Oh poor Willow! They have such delicate little systems even though they are so rambunctious! Good luck


----------



## cockerpoo61 (Jun 24, 2011)

Tetley1 said:


> Well, D Day arrived. We collected Willow yesterday despite the dreadful weather. She was absolutely perfect on the way home - slept for most of it, no sickness and didn't even need a wee, despite the 3 hour journey. She has been brilliant so far - the odd accident, but I am quite sure that is us not clocking her cues quickly enough!! She slept in her crate all night with the door shut in our bedroom with just a bit of crying but not too much!
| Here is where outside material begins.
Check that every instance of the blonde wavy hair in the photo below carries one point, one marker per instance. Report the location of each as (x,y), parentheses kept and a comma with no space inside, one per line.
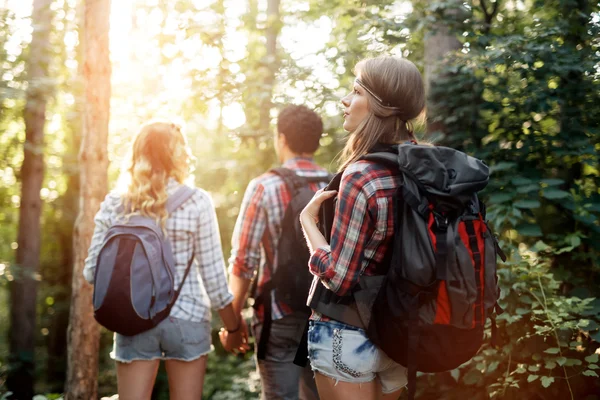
(159,152)
(396,98)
She is in that very sleepy puppy state at the moment, lulling us into a false sense of security!! She seems to have fantastic bladder control, weeing at 9.45 before we went to bed and then despite me taking her downstairs every few hours, she didn't actually go until 3am. She is very happy and contented and seems to be making the adjustment to our home pretty well. It is early days so who knows but so far so good! She has a good appetite and spends much of her time returning to her crate of her own accord for a snooze. We leave the door open most of the time in waking hours as she seems to prefer it - should we be shutting it more? When she is happily playing with her toys in there I just quickly shut it for a minute or so - just to ease her into it - do you think that is ok? I will attempt to attach pictures.......


Is this Willow, Elsa's sister, she sure does look like her? This is a pic of them together quite a few weeks ago now.


----------



## Tetley1 (Jun 11, 2014)

cockerpoo61 said:


> Is this Willow, Elsa's sister, she sure does look like her? This is a pic of them together quite a few weeks ago now.


Yes, this is the right Willow - what a couple of cuties...haven't they changed?


----------



## lottieg (Jul 4, 2014)

Poor Willow hope she is starting to feel abit better? Eurika Hugo slept through to 5.00am this morning I feel like i've won the lottey


----------



## Tetley1 (Jun 11, 2014)

That's great news! Glad to hear it! Willow's poos improved so she had her second jabs yesterday!!


----------



## lottieg (Jul 4, 2014)

That's great news that she is better and been able to have her second injection. Willow will soon be hot footing it in the big wide world
Hugo has continued to be more settled in his crate since Sunday, so we think he has finally turned the corner. He gets his first walk tomorrow on a lead outside, not sure how this is going to work as every night for the last week he looks like Buckeroo around our garden preferring the freedom.......


----------



## Tetley1 (Jun 11, 2014)

How exciting!! I can't wait until we can take Willow out properly. She is a 5am riser too - needs her poo and wee by then and then is very hit and miss as to whether she goes back to sleep again after that - sometimes it is easier to sit downstairs with her rather than wake everyone up - my kids are 6am risers so I try and not make that any earlier if possible for all our sakes!! I hope it goes well tomorrow - how old is Hugo - he must be older than Willow to be going out. Although confusingly, 2 vets have told me different things re post jabs freedom dates - 1 said wait 1 week, another said wait 2 - how long ago did you have Hugo jabbed?


----------



## lottieg (Jul 4, 2014)

Good Morning I would like to say despite the time that my daily chores are completed, but these days the routine is mainly around Hugo.
Hugo had his second injection last Thursday and our vet advised us to leave it a week, he will be 11weeks old this Sunday. Hugo managed a little ten minute walk helped by his big furry friend Harvey who he happily followed for the majority of the walk.


----------



## Tetley1 (Jun 11, 2014)

Ahh, bless him - must be lovely to have him out and about with your other dog - is he a cockapoo too? Willow dominates our days too to be honest - my kids are struggling to adjust to not being the leaders at the moment, but they will get used to it - its probably good for them to be honest! I think we are all suffering a little bit of cabin fever, not just because of Willow but also because my daughter broke her leg at the beginning of July so can't go too far on her crutches anyway! Roll on mid August when Willow can start to explore and fingers crossed, my daughter's cast comes off. She is a very active and sporty little girl and she has struggled with not being able to do much!! You must post some pictures of Hugo - what colour is he?


----------



## lottieg (Jul 4, 2014)

Hi, your poor daughter, I do hope that the cast can come off mid August, as it must be difficult for her especially as it's the summer holidays.
We have had a long weekend off work, so decided to take our dogs off to Wells in Norfolk. Hugo absolutely loved it once we had taken him out of his rucksack that we carry him in for most walks. I don't think he could believe his eyes to the amount of sand he was allowed to dig, although he wasn't that adventurous when it came to dipping his toes like our other dog Harvey a red English show Cocker Spaniel that loves swimming . We are now all home and worn out.


----------